Run OpenClaw skill tools directly:

npm run skill -- scan_target '{"telegramUserId":"8388593201","text":"possible support impersonation"}'
npm run skill -- monitor_chat_event '{"telegramUserId":"8388593201","text":"official support says verify wallet now","adminVerified":false}'
npm run skill -- get_digest '{}'
npm run skill -- get_watchlist '{"filter":"all"}'

Run tests:

npm test
npm audit --omit=dev
npm run test:commands

Troubleshooting

  • Bot does not respond: confirm TELEGRAM_BOT_TOKEN, service logs, group privacy settings, and that the bot was invited to the correct group.
  • Bot cannot delete, restrict, ban, or run join challenge enforcement: confirm Telegram admin permissions for deleting messages, restricting users, and banning users.
  • /ban says admin required: add your numeric Telegram ID or username to TRACABOT_ADMINS, or run the command from a Telegram chat-admin account.
  • DKG evidence is missing: confirm dkg status, DKG_NODE_URL, TRACABOT_DKG_MODE=openclaw-adapter, and any DKG_AUTH_TOKEN required by your adapter.
  • Systemd cannot read DKG auth: set DKG_AUTH_TOKEN explicitly in .env when running TRACaBot as a different Unix user than the DKG daemon.
  • DKG commands hang while /api/status works: the local DKG RDF store may be stuck.

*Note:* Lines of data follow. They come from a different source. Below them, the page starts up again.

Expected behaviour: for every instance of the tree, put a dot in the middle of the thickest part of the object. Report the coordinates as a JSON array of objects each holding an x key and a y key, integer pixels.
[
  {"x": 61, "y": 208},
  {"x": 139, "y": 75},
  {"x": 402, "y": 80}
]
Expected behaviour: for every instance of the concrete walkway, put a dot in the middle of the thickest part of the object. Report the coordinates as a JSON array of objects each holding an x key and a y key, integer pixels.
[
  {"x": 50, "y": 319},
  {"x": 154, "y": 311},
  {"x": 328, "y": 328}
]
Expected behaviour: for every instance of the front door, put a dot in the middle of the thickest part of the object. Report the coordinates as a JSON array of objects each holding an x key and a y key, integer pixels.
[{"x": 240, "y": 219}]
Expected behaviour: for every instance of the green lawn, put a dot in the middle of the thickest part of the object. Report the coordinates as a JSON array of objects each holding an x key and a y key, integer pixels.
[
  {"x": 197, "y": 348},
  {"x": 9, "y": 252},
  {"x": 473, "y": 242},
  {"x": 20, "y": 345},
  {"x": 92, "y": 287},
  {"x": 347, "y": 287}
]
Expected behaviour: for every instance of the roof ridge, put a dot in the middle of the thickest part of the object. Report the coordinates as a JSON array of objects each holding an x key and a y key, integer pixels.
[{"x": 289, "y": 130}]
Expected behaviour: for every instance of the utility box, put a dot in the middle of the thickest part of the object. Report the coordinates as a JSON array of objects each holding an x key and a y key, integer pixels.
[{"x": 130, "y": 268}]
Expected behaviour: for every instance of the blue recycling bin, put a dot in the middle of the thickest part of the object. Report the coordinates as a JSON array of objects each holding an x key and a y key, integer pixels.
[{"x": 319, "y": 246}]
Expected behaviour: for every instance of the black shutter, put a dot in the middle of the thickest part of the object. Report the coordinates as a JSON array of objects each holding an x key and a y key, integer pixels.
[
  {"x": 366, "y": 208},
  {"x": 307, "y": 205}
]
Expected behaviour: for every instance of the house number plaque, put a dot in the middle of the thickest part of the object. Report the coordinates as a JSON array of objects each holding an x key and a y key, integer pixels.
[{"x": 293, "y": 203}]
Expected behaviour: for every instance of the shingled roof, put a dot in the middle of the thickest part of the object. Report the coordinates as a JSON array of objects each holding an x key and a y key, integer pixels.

Stop DKG, move ~/.dkg/store.nq aside as a backup, restart DKG, then re-subscribe/recreate needed context graphs. Do not delete the backup until you confirm recovery.
  • Verified Memory publish is skipped: this is default. Run dkg wallet, fund the operational wallet with network gas/TRAC, register/select the publish graph, then set TRACABOT_DKG_PUBLISH_VERIFIED=true and TRACABOT_PUBLISH_CONTEXT_GRAPH_ID if your network requires a numeric publish id.
  • Telegram says getUpdates conflict: another bot instance is running with the same TELEGRAM_BOT_TOKEN. Stop the duplicate before restarting TRACaBot.
  • Skill command returns JSON error: run from the project root, pass valid JSON, and check OPENCLAW_DKG_ADAPTER_PATH only if the adapter is installed outside standard OpenClaw paths.
  • Conversational replies are template-only: confirm TRACABOT_CONVERSATIONAL=true, TRACABOT_LLM_PROVIDER is not off, and either 9router/direct TRACABOT_LLM_* values or OpenClaw discovery are configured. Open /start > Settings > Status as an admin to see redacted backend status without exposing credentials.
  • Demo refuses to write: set TRACABOT_TEST_MODE=true for npm run demo; this prevents accidental production test writes.

OpenClaw Setup

The DKG v10 OpenClaw setup command can be used before running TRACaBot:

dkg openclaw setup --workspace /root/.openclaw/workspace --name tracabot --port 9200 --no-fund

The OpenClaw-facing skill manifest lives at skills/tracabot/skill.json. The CLI entrypoint is node ./bin/tracabot-skill.js <tool> <json-input> and returns JSON suitable for OpenClaw agent tooling.

Example systemd unit: docs/tracabot.service.example.